A Sunshine Coast Council voted to endorse relocating bull sharks from the Twin Waters canal system.

A Sunshine Coast Council voted to endorse relocating bull sharks from the Twin Waters canal system. Photo: Wikipedia Commons

For most normal neighborhoods, the worst things residents must deal with are rabbits, rodents or insects. But for a Queensland, Australia, neighborhood, the pests are a bit more dangerous.

Actually, a lot more dangerous.

Twin Waters, a suburb of Sunshine Coast, is dealing with a small infestation of dangerous bull sharks. Yes, bull sharks.

At least seven bull sharks were spotted in the Twin Waters canal system last year, prompting the Sunshine Coast Council to vote to endorse relocating them at a cost of $60,000 in the interest of public safety.

“It’s a good result,” councilor Jason O’Pray told AAP, according to 9News. “It’s better to be safe than sorry…

“We’ve got kids, dogs and animals, all sorts of things that swim and play in the Twin Waters canal system, and it’s dangerous so we’ve got to do something,” added O’Pray, talking to the Australian Broadcasting Corp.

Twin Waters neighborhood and canals via Google Maps

Twin Waters neighborhood and canals. Image: Google Maps

So, how do bull sharks get into the landlocked canal system alongside the homes?

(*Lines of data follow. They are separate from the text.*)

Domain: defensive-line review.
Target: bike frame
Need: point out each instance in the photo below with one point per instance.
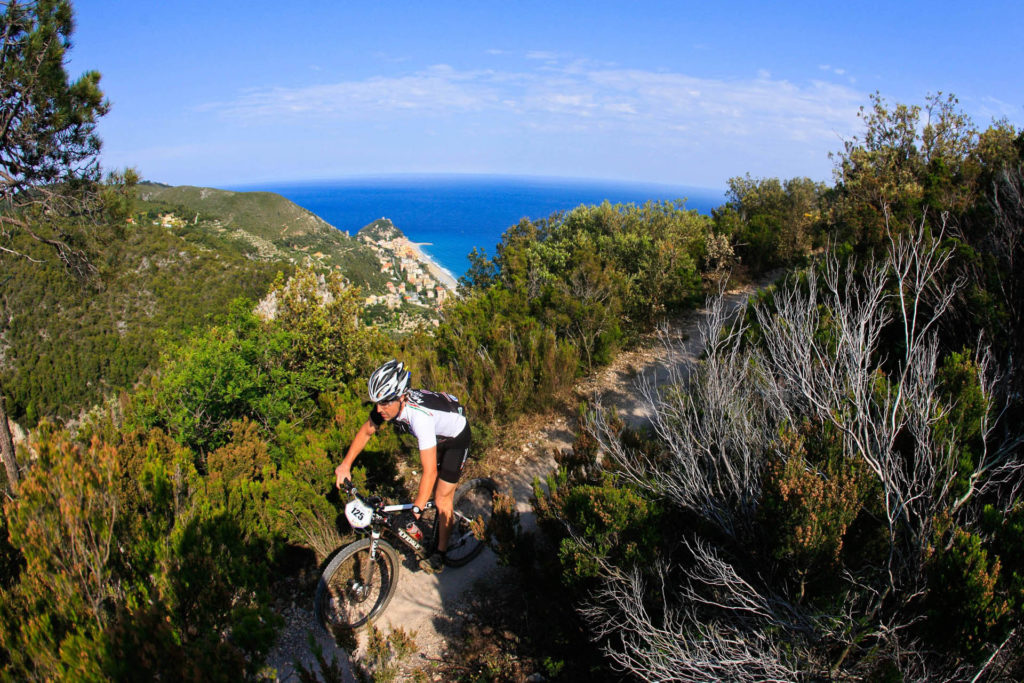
(382, 520)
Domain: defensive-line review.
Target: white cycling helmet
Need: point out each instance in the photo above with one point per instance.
(388, 382)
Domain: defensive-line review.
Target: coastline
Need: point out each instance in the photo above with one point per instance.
(436, 269)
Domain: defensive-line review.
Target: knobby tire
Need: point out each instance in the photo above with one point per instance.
(474, 504)
(354, 589)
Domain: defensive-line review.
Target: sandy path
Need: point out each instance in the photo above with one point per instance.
(423, 600)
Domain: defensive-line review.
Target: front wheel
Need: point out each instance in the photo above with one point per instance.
(355, 587)
(474, 503)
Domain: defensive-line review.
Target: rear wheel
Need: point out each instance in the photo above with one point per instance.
(474, 503)
(354, 587)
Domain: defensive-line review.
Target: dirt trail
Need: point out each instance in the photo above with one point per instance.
(423, 602)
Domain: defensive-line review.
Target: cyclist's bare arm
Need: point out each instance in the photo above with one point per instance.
(428, 461)
(344, 470)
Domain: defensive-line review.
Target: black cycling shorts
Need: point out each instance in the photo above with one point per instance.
(452, 456)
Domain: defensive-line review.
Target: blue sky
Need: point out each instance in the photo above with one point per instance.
(223, 92)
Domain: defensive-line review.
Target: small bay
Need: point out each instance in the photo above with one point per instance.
(452, 214)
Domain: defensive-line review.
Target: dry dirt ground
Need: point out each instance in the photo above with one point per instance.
(424, 602)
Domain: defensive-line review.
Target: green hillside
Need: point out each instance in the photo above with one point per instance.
(65, 344)
(266, 226)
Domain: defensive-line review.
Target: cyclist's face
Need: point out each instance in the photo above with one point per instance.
(389, 410)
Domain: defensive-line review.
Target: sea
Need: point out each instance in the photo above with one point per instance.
(451, 215)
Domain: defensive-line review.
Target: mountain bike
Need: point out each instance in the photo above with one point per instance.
(359, 582)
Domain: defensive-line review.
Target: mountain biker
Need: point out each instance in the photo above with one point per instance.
(438, 423)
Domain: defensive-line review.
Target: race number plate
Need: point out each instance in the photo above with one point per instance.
(358, 514)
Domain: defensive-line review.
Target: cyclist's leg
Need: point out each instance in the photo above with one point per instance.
(443, 496)
(451, 462)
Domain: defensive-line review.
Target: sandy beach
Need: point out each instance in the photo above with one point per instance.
(432, 266)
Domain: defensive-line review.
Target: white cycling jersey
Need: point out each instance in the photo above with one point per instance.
(428, 416)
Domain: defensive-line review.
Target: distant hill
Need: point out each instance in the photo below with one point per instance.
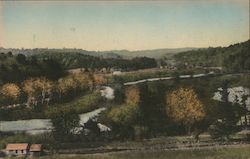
(234, 57)
(156, 53)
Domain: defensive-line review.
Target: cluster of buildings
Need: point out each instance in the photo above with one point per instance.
(23, 149)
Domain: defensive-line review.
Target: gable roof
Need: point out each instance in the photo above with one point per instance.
(36, 147)
(19, 146)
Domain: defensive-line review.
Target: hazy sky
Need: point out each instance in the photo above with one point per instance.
(128, 25)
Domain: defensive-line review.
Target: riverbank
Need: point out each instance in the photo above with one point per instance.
(222, 152)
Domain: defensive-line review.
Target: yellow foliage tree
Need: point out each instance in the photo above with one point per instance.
(132, 95)
(184, 106)
(11, 91)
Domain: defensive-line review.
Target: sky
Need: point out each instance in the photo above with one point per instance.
(116, 25)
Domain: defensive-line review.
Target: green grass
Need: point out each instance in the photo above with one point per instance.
(82, 104)
(241, 152)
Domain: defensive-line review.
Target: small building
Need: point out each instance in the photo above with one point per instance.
(36, 150)
(18, 149)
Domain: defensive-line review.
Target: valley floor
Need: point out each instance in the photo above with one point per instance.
(228, 152)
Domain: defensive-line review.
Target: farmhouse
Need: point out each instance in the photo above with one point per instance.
(23, 149)
(17, 149)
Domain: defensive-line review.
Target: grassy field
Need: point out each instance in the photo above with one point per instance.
(239, 152)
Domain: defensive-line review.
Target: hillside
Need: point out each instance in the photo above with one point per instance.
(234, 57)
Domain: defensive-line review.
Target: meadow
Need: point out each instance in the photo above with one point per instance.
(239, 152)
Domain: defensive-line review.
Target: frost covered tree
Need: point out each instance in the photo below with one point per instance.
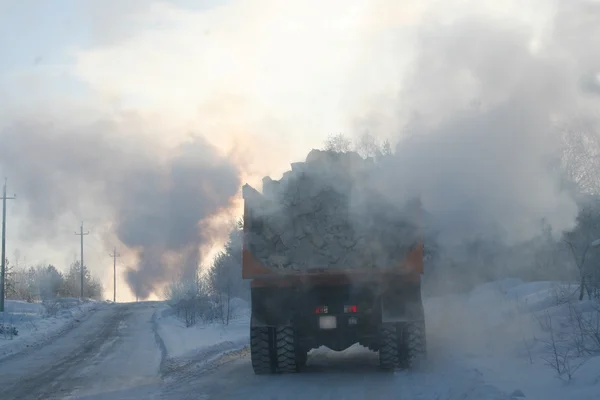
(225, 275)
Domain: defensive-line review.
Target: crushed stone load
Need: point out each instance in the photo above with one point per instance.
(324, 214)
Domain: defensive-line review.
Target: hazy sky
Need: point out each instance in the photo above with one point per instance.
(263, 81)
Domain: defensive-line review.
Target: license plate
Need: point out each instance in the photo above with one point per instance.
(328, 322)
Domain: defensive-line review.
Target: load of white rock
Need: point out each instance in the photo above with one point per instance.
(324, 214)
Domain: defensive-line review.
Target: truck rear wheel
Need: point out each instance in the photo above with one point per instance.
(389, 349)
(402, 345)
(286, 349)
(262, 349)
(414, 339)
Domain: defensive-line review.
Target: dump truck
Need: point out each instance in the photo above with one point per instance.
(294, 311)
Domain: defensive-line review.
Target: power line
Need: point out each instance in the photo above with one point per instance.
(114, 255)
(3, 270)
(81, 266)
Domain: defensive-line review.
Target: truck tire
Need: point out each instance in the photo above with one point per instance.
(301, 358)
(389, 349)
(262, 350)
(286, 349)
(415, 343)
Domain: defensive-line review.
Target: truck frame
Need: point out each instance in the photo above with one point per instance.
(294, 313)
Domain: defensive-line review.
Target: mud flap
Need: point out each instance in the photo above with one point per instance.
(402, 304)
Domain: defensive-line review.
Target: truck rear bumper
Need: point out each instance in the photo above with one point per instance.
(312, 309)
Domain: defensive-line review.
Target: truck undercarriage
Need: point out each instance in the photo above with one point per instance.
(292, 315)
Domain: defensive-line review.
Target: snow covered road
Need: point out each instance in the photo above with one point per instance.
(143, 351)
(113, 354)
(116, 353)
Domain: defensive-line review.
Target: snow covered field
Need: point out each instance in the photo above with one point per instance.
(35, 326)
(203, 341)
(490, 343)
(502, 330)
(493, 343)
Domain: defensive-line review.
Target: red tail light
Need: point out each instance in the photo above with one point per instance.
(321, 310)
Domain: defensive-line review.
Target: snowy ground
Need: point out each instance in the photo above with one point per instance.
(501, 330)
(35, 326)
(484, 345)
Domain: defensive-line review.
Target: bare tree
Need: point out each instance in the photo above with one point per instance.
(338, 143)
(579, 242)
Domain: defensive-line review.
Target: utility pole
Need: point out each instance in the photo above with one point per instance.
(114, 255)
(3, 270)
(81, 265)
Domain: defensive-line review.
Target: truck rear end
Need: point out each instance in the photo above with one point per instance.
(296, 311)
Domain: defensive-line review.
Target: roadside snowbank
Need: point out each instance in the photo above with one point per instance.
(33, 324)
(506, 330)
(195, 341)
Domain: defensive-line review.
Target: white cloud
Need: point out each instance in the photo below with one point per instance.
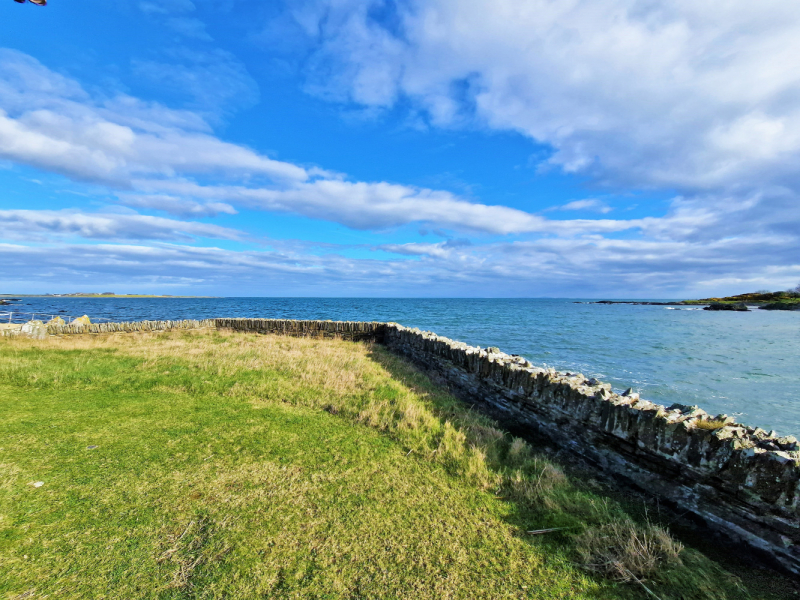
(180, 207)
(44, 225)
(577, 268)
(689, 95)
(381, 205)
(589, 204)
(214, 81)
(49, 122)
(54, 126)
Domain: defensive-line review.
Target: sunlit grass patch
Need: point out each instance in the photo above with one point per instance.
(207, 464)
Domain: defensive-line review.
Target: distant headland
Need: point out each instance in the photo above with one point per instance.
(788, 300)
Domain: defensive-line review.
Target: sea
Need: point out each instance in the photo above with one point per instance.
(743, 364)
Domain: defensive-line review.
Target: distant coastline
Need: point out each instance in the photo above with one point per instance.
(99, 296)
(764, 300)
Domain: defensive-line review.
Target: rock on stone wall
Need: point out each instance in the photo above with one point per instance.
(78, 328)
(346, 330)
(741, 481)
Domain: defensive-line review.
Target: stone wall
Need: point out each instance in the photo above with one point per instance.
(740, 481)
(78, 328)
(347, 330)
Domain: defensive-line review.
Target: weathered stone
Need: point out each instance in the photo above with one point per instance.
(735, 306)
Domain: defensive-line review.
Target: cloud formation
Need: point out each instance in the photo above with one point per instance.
(43, 225)
(686, 95)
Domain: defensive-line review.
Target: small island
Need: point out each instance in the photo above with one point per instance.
(765, 300)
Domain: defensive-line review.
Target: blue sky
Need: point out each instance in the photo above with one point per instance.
(518, 148)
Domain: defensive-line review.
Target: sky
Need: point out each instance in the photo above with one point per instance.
(419, 148)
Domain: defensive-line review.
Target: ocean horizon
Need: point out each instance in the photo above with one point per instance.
(739, 364)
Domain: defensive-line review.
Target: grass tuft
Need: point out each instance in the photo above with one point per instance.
(626, 551)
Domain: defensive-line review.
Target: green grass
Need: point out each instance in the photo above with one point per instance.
(243, 466)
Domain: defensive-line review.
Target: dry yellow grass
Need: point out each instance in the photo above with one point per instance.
(288, 528)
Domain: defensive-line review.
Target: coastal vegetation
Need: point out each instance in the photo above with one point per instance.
(204, 464)
(788, 300)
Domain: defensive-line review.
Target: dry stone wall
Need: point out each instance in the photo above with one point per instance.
(129, 327)
(347, 330)
(741, 481)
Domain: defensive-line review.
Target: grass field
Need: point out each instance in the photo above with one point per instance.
(213, 465)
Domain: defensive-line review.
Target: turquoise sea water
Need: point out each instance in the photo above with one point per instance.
(744, 364)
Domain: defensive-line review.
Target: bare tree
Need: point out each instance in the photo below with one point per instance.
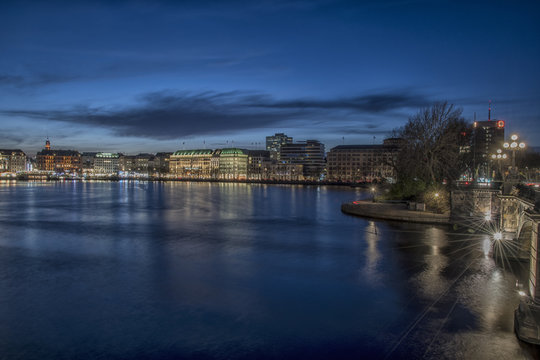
(432, 144)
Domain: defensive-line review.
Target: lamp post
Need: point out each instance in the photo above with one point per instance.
(499, 156)
(514, 146)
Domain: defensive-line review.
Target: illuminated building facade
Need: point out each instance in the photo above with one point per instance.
(274, 143)
(106, 163)
(257, 161)
(233, 164)
(309, 154)
(161, 162)
(192, 164)
(12, 160)
(59, 161)
(363, 163)
(487, 137)
(127, 163)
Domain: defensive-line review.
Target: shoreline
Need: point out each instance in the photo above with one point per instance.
(268, 182)
(393, 211)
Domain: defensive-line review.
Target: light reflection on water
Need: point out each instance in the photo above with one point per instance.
(190, 270)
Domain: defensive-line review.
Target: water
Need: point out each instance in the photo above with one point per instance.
(126, 270)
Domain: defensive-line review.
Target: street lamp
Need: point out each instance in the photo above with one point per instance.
(514, 145)
(499, 156)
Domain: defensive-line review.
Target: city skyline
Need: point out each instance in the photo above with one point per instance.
(151, 77)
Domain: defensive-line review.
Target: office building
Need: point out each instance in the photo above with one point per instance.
(12, 160)
(363, 163)
(274, 143)
(309, 154)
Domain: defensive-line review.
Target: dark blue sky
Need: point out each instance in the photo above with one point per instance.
(150, 76)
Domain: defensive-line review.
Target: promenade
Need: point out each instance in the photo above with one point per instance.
(393, 211)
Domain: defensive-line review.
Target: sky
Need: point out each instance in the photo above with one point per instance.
(152, 76)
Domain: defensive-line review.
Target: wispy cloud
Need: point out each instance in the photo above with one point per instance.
(170, 115)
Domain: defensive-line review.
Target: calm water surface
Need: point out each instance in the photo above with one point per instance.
(224, 271)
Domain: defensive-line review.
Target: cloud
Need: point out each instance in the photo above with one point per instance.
(172, 115)
(21, 81)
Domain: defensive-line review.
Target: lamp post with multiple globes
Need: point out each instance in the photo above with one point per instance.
(499, 156)
(514, 145)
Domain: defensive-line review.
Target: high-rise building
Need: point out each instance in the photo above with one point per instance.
(308, 153)
(274, 143)
(487, 137)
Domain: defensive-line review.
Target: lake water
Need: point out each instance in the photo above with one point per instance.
(125, 270)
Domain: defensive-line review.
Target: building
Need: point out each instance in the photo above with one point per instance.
(144, 163)
(233, 164)
(195, 164)
(363, 163)
(274, 143)
(12, 160)
(87, 161)
(258, 160)
(106, 163)
(278, 171)
(309, 154)
(58, 161)
(127, 163)
(161, 162)
(487, 137)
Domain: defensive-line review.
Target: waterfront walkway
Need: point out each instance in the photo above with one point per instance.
(393, 211)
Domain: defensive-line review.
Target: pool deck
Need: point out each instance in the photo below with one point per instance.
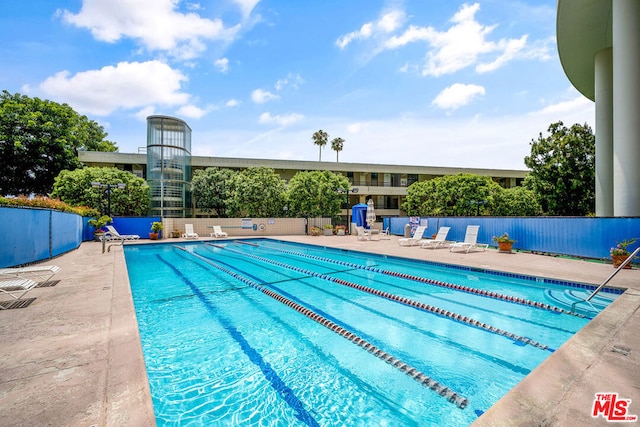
(73, 356)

They swim from the ocean up the Maroochy River and access the canals of Twin Waters by swimming or crawling over a barrier at high tide.

“These things actually know how to walk, and I know that sounds a bit odd, but they know how to get on top of the weir [barrier], crawl with their side fins, and get over the top of this weir system and fall back into the water on the other side,” O’Pray told ABC.

“Once they get in there, they’re safe, there’s a lot of food supply, so they don’t really want to get out.”

Jeff Johnson, an ichthyologist with Queensland Museum, disputed the claim bull sharks can walk, but conceded they might be able to use their fins to traverse a short distance of shallow water.

Johnson told ABC that bull sharks are common in canals and estuaries in Australia and the number of shark attacks remains low.

He said the population is in the hundreds in the Brisbane River, yet “there’s very little interaction with people and bull sharks.”

“They’re not an immediate constant threat, but if they do come across humans — there certainly have been attacks,” Johnson told ABC.

The bull sharks will be caught, tagged and released into the ocean in this one-year trial. The program will begin when the funds are allocated at budget time for the 2016-’17 fiscal year.